1983 -- $326 billion
1984 -- $355 billion
1985 -- $396 billion
1986 -- $412 billion
1987 -- $476 billion
1988 -- $496 billion
1989 -- $549 billion
Critics point out that Reagan also signed a few tax increases. However, the fact remains that the total tax burden was far, far lower when Reagan left office than when he took office. In other words, even counting the two tax increases that Reagan signed, taxes overall were still much lower in Reagan’s last year than they were in his first year. For example, when Reagan became president in January 1981, the top marginal tax rate was 70%--yes, 70%--but by the last month of his presidency in January 1989, it was 28%. (Furthermore, Reagan signed those tax increases with the understanding that there would be spending cuts later on, but Congress broke its word and never passed the promised spending cuts.)
As a result of the Reagan tax cuts, tax payments and the share of income taxes paid by the top 1% climbed sharply. For example, in 1981 the top 1% paid 17.6% of all personal income taxes, but by 1988 their share had jumped to 27.5%, a 10 percentage point increase. The share of the income tax burden borne by the top 10% of taxpayers increased from 48.0% in 1981 to 57.2% in 1988. Meanwhile, the share of income taxes paid by the bottom 50% of taxpayers dropped from 7.5% in 1981 to 5.7% in 1988.

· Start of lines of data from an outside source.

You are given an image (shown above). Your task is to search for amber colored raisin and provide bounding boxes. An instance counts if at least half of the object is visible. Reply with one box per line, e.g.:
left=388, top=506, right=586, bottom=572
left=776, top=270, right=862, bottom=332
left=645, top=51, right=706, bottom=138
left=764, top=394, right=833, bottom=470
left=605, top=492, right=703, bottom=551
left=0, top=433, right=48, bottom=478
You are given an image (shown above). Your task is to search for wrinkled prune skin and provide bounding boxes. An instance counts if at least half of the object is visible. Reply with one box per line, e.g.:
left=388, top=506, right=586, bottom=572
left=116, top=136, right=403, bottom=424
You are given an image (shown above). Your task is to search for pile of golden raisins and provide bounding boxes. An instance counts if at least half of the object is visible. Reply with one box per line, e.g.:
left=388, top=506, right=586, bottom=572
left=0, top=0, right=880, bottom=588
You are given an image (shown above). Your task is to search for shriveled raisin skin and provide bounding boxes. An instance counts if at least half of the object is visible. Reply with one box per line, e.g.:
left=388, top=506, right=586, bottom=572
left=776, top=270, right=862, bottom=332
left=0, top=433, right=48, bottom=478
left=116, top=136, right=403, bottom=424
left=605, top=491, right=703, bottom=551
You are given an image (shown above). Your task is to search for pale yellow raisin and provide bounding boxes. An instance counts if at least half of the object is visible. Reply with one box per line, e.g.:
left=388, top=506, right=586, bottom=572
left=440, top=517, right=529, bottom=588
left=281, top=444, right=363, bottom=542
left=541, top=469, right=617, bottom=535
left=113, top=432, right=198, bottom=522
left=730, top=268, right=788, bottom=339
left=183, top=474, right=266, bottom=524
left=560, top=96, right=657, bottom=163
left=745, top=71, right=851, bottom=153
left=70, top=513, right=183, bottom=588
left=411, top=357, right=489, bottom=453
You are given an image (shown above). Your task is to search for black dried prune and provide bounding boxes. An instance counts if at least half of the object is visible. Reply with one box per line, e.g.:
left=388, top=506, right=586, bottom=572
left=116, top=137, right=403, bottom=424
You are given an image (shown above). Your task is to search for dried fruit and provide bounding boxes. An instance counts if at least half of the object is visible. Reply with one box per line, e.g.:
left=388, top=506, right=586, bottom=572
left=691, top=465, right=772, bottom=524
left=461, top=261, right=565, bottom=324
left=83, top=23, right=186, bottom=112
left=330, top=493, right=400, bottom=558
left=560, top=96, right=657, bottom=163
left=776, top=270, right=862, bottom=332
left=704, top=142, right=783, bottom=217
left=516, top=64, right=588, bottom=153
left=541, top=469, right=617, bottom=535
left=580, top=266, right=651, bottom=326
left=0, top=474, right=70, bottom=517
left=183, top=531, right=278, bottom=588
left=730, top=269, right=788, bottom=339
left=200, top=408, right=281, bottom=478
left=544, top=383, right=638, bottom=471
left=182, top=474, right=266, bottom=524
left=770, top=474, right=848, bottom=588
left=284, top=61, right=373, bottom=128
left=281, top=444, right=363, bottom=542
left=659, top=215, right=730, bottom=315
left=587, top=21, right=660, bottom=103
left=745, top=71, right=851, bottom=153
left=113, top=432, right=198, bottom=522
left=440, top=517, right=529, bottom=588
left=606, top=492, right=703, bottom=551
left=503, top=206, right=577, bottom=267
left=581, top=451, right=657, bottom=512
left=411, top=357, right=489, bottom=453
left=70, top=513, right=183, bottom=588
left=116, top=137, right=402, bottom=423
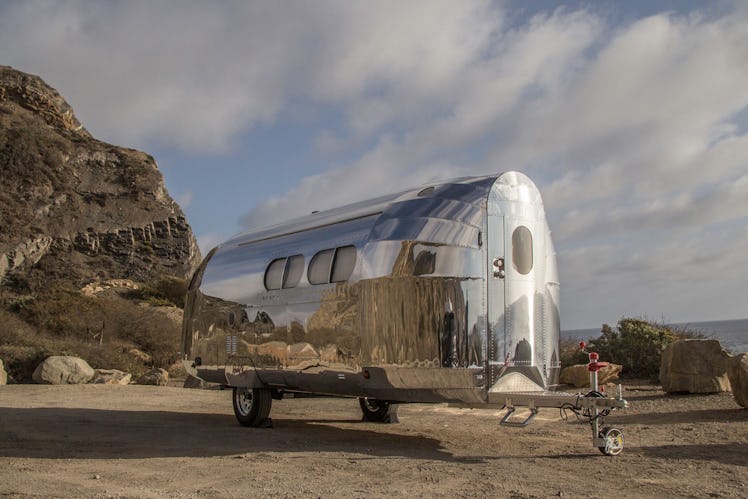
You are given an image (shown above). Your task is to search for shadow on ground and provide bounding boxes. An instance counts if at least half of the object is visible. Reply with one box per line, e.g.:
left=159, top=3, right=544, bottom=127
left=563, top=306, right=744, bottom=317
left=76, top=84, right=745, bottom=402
left=0, top=407, right=477, bottom=463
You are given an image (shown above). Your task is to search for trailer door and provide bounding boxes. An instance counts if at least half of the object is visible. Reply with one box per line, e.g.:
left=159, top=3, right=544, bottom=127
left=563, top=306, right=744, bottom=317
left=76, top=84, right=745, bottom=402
left=486, top=213, right=506, bottom=387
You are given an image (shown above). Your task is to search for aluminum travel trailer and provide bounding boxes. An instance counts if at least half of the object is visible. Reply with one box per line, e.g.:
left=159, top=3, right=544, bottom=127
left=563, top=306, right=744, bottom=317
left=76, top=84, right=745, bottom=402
left=182, top=172, right=626, bottom=454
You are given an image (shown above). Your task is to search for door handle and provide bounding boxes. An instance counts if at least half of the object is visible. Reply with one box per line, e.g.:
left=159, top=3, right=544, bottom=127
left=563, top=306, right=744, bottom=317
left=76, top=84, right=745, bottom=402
left=493, top=257, right=506, bottom=279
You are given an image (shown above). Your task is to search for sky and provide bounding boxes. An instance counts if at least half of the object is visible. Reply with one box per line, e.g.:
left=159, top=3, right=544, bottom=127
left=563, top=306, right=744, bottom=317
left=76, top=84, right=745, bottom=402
left=0, top=0, right=748, bottom=329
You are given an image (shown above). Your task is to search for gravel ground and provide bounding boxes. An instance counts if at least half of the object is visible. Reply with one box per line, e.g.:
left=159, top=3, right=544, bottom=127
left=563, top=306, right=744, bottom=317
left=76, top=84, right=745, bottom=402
left=0, top=383, right=748, bottom=498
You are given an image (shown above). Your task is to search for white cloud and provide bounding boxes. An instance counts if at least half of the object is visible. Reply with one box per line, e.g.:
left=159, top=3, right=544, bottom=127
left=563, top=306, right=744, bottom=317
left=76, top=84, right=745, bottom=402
left=0, top=0, right=748, bottom=326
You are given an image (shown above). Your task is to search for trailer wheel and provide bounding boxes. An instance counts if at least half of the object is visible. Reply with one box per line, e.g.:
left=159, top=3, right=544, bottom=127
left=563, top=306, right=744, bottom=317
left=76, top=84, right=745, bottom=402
left=598, top=427, right=623, bottom=456
left=232, top=386, right=273, bottom=427
left=358, top=397, right=398, bottom=423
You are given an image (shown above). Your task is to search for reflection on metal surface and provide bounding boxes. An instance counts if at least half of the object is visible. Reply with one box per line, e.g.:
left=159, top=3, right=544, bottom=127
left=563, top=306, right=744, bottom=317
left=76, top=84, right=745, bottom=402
left=183, top=172, right=559, bottom=403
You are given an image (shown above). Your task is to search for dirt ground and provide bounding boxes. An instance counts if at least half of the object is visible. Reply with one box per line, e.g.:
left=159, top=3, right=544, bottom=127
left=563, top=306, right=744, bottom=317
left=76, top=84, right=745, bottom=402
left=0, top=384, right=748, bottom=498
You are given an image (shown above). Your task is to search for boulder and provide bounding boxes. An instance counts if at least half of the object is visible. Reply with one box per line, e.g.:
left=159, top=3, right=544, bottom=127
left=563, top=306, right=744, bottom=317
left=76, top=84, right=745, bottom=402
left=560, top=363, right=623, bottom=388
left=184, top=374, right=208, bottom=388
left=31, top=355, right=94, bottom=385
left=136, top=368, right=169, bottom=386
left=727, top=353, right=748, bottom=408
left=89, top=369, right=132, bottom=385
left=660, top=339, right=730, bottom=393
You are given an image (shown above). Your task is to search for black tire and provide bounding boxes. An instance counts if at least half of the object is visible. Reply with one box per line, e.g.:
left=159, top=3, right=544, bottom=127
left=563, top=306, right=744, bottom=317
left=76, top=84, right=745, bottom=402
left=232, top=386, right=273, bottom=427
left=358, top=397, right=398, bottom=423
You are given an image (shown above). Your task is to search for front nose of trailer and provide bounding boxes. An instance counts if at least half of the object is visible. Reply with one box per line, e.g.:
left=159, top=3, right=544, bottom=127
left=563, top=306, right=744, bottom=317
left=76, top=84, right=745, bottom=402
left=488, top=172, right=559, bottom=392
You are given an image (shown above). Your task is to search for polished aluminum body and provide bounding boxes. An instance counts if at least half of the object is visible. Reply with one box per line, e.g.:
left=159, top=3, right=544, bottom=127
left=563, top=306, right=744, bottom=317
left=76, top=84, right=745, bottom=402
left=183, top=172, right=559, bottom=404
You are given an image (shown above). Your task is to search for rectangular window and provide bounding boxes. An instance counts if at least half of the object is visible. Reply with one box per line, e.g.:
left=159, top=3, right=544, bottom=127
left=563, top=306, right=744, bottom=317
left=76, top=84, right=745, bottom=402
left=306, top=249, right=335, bottom=284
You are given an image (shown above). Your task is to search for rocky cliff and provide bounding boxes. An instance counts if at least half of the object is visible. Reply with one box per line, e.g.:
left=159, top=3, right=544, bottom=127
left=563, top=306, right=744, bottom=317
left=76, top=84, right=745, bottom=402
left=0, top=66, right=200, bottom=290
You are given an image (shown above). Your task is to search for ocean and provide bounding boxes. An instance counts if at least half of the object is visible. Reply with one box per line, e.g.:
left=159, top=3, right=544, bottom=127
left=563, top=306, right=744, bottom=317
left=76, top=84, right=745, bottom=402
left=561, top=319, right=748, bottom=355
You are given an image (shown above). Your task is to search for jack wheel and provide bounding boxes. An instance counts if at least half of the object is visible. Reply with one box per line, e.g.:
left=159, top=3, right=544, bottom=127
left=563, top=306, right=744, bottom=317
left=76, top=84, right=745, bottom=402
left=358, top=397, right=398, bottom=423
left=598, top=428, right=623, bottom=456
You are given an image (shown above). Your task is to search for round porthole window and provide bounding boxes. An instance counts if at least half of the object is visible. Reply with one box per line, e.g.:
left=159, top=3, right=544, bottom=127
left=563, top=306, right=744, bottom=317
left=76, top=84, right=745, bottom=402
left=512, top=225, right=532, bottom=275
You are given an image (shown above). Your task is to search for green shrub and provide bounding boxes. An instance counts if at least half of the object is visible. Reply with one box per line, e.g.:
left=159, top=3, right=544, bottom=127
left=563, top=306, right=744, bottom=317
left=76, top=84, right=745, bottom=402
left=0, top=287, right=181, bottom=382
left=127, top=275, right=187, bottom=308
left=561, top=318, right=683, bottom=379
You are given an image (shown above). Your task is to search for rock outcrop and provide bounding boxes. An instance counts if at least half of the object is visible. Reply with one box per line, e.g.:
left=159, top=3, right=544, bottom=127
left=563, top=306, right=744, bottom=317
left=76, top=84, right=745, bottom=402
left=660, top=340, right=730, bottom=393
left=559, top=364, right=623, bottom=388
left=136, top=368, right=169, bottom=386
left=89, top=369, right=132, bottom=385
left=727, top=353, right=748, bottom=408
left=0, top=66, right=200, bottom=290
left=32, top=355, right=94, bottom=385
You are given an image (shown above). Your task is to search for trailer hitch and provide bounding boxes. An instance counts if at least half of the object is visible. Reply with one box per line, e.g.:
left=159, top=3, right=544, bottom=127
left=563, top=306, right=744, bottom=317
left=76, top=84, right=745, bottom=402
left=499, top=399, right=538, bottom=428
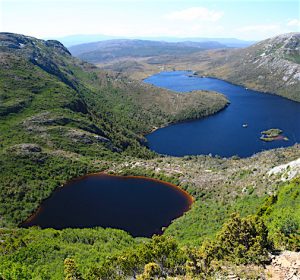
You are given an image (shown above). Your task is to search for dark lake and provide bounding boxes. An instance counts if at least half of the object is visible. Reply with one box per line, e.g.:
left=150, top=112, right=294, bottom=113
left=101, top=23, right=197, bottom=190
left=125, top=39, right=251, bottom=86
left=144, top=71, right=300, bottom=157
left=21, top=174, right=192, bottom=237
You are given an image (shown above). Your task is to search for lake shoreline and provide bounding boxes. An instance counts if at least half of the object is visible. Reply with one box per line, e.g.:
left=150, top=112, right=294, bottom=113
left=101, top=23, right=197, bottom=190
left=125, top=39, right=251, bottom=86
left=18, top=171, right=196, bottom=234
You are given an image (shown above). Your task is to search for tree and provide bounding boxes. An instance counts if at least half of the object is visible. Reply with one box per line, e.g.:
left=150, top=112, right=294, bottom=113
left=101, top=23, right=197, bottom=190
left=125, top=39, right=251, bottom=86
left=64, top=258, right=83, bottom=280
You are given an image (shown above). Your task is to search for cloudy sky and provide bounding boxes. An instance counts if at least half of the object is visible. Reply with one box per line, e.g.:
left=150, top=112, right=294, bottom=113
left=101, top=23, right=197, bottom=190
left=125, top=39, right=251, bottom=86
left=0, top=0, right=300, bottom=40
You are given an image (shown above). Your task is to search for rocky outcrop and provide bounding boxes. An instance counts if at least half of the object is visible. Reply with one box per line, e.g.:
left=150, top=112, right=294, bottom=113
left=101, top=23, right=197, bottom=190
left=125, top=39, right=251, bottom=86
left=266, top=251, right=300, bottom=280
left=268, top=158, right=300, bottom=181
left=197, top=33, right=300, bottom=102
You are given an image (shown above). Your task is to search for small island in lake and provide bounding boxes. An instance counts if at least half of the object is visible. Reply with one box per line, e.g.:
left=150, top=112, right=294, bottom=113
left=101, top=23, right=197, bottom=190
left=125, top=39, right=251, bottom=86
left=260, top=128, right=289, bottom=142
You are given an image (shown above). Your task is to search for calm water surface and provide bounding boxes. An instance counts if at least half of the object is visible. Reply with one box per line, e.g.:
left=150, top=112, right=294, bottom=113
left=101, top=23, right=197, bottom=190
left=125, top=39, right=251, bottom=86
left=22, top=174, right=192, bottom=236
left=145, top=71, right=300, bottom=157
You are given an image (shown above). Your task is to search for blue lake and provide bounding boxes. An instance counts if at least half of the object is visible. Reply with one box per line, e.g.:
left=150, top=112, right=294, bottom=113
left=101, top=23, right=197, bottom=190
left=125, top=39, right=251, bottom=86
left=144, top=71, right=300, bottom=157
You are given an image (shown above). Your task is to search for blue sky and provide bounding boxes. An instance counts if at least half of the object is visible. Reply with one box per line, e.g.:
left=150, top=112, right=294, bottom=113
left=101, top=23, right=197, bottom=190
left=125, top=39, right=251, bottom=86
left=0, top=0, right=300, bottom=40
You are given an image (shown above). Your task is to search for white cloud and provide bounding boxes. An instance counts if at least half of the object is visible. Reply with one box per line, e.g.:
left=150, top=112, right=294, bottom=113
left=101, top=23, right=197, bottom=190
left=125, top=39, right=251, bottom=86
left=165, top=7, right=224, bottom=22
left=287, top=18, right=300, bottom=27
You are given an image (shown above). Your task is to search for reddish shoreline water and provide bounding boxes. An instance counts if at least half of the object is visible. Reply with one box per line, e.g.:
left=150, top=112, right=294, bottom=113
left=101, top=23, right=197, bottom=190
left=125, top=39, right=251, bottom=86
left=21, top=173, right=193, bottom=237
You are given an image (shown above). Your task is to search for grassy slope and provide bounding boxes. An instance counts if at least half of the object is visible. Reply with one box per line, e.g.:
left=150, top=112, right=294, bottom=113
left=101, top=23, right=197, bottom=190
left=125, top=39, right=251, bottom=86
left=0, top=34, right=227, bottom=228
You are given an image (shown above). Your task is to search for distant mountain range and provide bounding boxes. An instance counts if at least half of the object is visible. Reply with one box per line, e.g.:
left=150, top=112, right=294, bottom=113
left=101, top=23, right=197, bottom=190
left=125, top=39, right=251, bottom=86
left=69, top=39, right=227, bottom=63
left=49, top=34, right=255, bottom=48
left=188, top=33, right=300, bottom=101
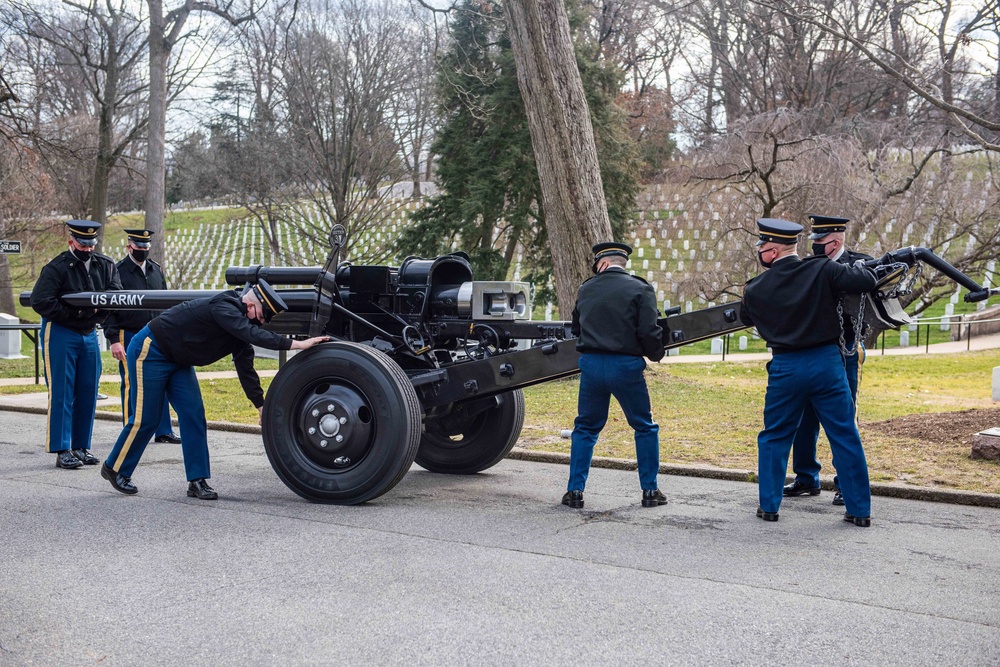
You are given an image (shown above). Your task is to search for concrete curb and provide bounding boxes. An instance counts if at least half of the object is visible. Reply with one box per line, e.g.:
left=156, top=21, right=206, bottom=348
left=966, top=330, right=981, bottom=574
left=0, top=405, right=1000, bottom=508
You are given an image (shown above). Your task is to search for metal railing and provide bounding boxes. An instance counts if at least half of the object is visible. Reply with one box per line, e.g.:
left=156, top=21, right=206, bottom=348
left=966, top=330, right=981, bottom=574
left=722, top=314, right=1000, bottom=361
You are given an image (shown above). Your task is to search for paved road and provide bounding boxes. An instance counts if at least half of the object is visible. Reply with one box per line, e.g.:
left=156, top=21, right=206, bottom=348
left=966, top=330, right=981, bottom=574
left=0, top=412, right=1000, bottom=667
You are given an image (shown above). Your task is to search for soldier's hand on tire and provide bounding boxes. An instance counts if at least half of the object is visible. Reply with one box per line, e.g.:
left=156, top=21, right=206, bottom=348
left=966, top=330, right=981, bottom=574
left=292, top=336, right=330, bottom=350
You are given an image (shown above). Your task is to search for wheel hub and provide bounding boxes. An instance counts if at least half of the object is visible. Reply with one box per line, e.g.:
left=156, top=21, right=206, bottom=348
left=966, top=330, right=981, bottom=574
left=299, top=384, right=373, bottom=469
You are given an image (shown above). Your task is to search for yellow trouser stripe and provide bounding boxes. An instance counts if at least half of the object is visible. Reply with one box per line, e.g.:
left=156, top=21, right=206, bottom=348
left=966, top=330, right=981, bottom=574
left=42, top=322, right=52, bottom=453
left=118, top=329, right=129, bottom=426
left=112, top=336, right=153, bottom=472
left=854, top=343, right=868, bottom=431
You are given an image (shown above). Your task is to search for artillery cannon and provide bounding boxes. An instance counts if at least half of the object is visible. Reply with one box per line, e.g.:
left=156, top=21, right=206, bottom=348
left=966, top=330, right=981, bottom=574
left=21, top=226, right=991, bottom=504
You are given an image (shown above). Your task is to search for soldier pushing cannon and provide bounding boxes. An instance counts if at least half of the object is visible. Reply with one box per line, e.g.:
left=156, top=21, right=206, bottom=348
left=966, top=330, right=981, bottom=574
left=22, top=225, right=996, bottom=505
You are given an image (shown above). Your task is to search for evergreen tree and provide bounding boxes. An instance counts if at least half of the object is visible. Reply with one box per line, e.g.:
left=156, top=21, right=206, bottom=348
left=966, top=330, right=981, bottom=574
left=397, top=0, right=640, bottom=300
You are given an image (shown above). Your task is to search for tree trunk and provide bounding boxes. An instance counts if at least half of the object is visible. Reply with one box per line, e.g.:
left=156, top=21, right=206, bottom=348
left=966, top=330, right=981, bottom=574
left=146, top=0, right=170, bottom=263
left=506, top=0, right=612, bottom=319
left=0, top=216, right=17, bottom=315
left=90, top=18, right=120, bottom=253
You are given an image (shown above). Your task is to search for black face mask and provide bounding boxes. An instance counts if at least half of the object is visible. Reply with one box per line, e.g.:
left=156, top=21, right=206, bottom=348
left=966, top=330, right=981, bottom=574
left=813, top=241, right=833, bottom=255
left=71, top=248, right=94, bottom=262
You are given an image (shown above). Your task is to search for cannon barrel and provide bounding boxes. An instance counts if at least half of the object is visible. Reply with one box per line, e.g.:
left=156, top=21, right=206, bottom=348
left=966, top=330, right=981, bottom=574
left=20, top=289, right=316, bottom=313
left=865, top=246, right=997, bottom=303
left=226, top=264, right=323, bottom=285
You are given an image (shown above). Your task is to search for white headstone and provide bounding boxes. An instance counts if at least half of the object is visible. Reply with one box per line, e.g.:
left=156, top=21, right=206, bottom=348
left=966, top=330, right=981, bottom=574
left=0, top=313, right=24, bottom=359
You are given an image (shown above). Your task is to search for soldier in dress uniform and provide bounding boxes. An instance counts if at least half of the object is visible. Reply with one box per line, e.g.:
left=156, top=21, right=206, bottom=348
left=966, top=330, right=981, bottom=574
left=31, top=220, right=121, bottom=469
left=104, top=229, right=181, bottom=445
left=784, top=215, right=873, bottom=505
left=741, top=218, right=875, bottom=527
left=562, top=243, right=667, bottom=508
left=101, top=280, right=329, bottom=500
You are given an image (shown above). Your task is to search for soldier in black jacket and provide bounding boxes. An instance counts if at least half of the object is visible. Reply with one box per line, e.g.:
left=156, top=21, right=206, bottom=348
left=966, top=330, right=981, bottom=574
left=101, top=280, right=329, bottom=500
left=104, top=229, right=181, bottom=444
left=31, top=220, right=121, bottom=469
left=784, top=215, right=873, bottom=505
left=562, top=243, right=667, bottom=507
left=741, top=218, right=875, bottom=527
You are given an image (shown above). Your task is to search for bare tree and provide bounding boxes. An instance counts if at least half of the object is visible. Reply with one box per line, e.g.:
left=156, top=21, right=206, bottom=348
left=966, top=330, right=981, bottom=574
left=0, top=138, right=52, bottom=314
left=283, top=0, right=410, bottom=261
left=755, top=0, right=1000, bottom=151
left=389, top=12, right=437, bottom=199
left=5, top=0, right=146, bottom=245
left=146, top=0, right=254, bottom=261
left=506, top=0, right=612, bottom=317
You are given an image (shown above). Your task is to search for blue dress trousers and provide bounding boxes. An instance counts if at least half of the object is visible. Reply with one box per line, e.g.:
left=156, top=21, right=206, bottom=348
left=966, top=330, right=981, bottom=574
left=757, top=344, right=871, bottom=517
left=567, top=352, right=660, bottom=491
left=41, top=317, right=101, bottom=452
left=105, top=326, right=212, bottom=481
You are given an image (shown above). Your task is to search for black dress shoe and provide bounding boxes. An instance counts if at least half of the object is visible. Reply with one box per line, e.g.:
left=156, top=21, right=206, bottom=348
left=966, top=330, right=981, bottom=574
left=70, top=449, right=101, bottom=466
left=781, top=480, right=819, bottom=498
left=642, top=489, right=667, bottom=507
left=188, top=479, right=219, bottom=500
left=563, top=491, right=583, bottom=509
left=757, top=507, right=778, bottom=521
left=101, top=463, right=139, bottom=495
left=844, top=512, right=872, bottom=528
left=56, top=449, right=83, bottom=470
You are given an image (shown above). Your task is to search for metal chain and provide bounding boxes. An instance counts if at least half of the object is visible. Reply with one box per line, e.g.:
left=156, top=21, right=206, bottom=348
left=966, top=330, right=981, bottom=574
left=837, top=294, right=868, bottom=357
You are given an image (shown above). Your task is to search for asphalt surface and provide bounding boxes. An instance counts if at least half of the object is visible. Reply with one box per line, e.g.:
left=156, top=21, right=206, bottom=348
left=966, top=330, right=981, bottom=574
left=0, top=412, right=1000, bottom=666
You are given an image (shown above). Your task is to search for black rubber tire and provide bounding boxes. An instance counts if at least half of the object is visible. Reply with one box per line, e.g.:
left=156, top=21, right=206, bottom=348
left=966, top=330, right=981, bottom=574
left=416, top=389, right=524, bottom=475
left=261, top=341, right=423, bottom=505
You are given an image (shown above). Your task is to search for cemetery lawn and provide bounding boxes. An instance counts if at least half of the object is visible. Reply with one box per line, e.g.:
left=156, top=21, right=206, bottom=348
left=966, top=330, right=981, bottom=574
left=68, top=350, right=1000, bottom=493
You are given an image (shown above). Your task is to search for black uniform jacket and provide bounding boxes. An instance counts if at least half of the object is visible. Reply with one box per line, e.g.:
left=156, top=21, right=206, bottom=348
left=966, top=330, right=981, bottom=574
left=149, top=290, right=292, bottom=408
left=572, top=267, right=665, bottom=361
left=104, top=257, right=167, bottom=343
left=31, top=250, right=122, bottom=334
left=740, top=255, right=875, bottom=354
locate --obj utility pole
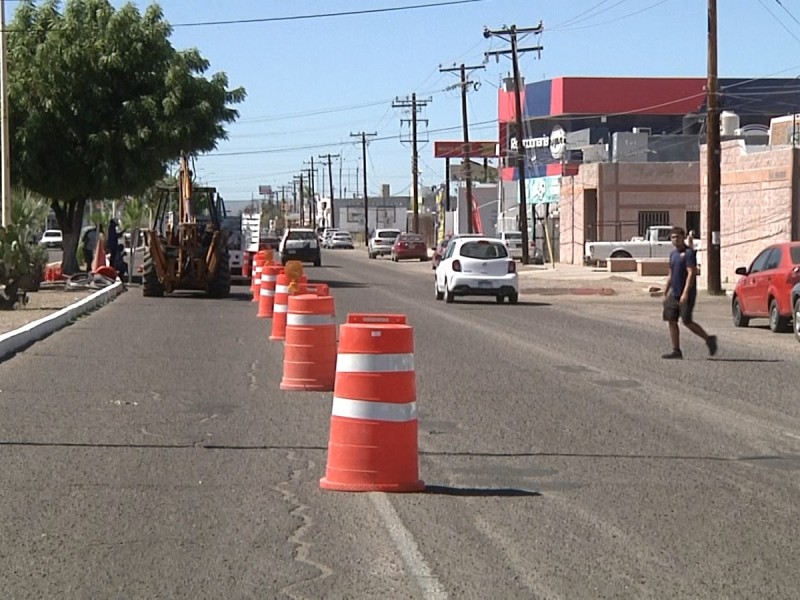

The economy grew impressively during Reagan’s presidency. The economic expansion of the Reagan years is particularly impressive when we remember that Reagan inherited a weak and staggering economy. In January 1981 the unemployment rate was 7.4% and was on its way to climbing to over 10%. Double-digit inflation had pushed interest rates into the high double-digit range. Real pre-tax income of the average American family had been dropping since 1976, and after-tax income was falling even faster. With these facts in mind, the Reagan economic record seems especially praiseworthy. Economists William Niskanen and Stephen Moore:
Real economic growth averaged 3.2 percent during the Reagan years versus 2.8 percent during the Ford-Carter years and 2.1 percent during the Bush-Clinton years.
Real median family income grew by $4,000 during the Reagan period after experiencing no growth in the pre-Reagan years; it experienced a loss of almost $1,500 in the post-Reagan years.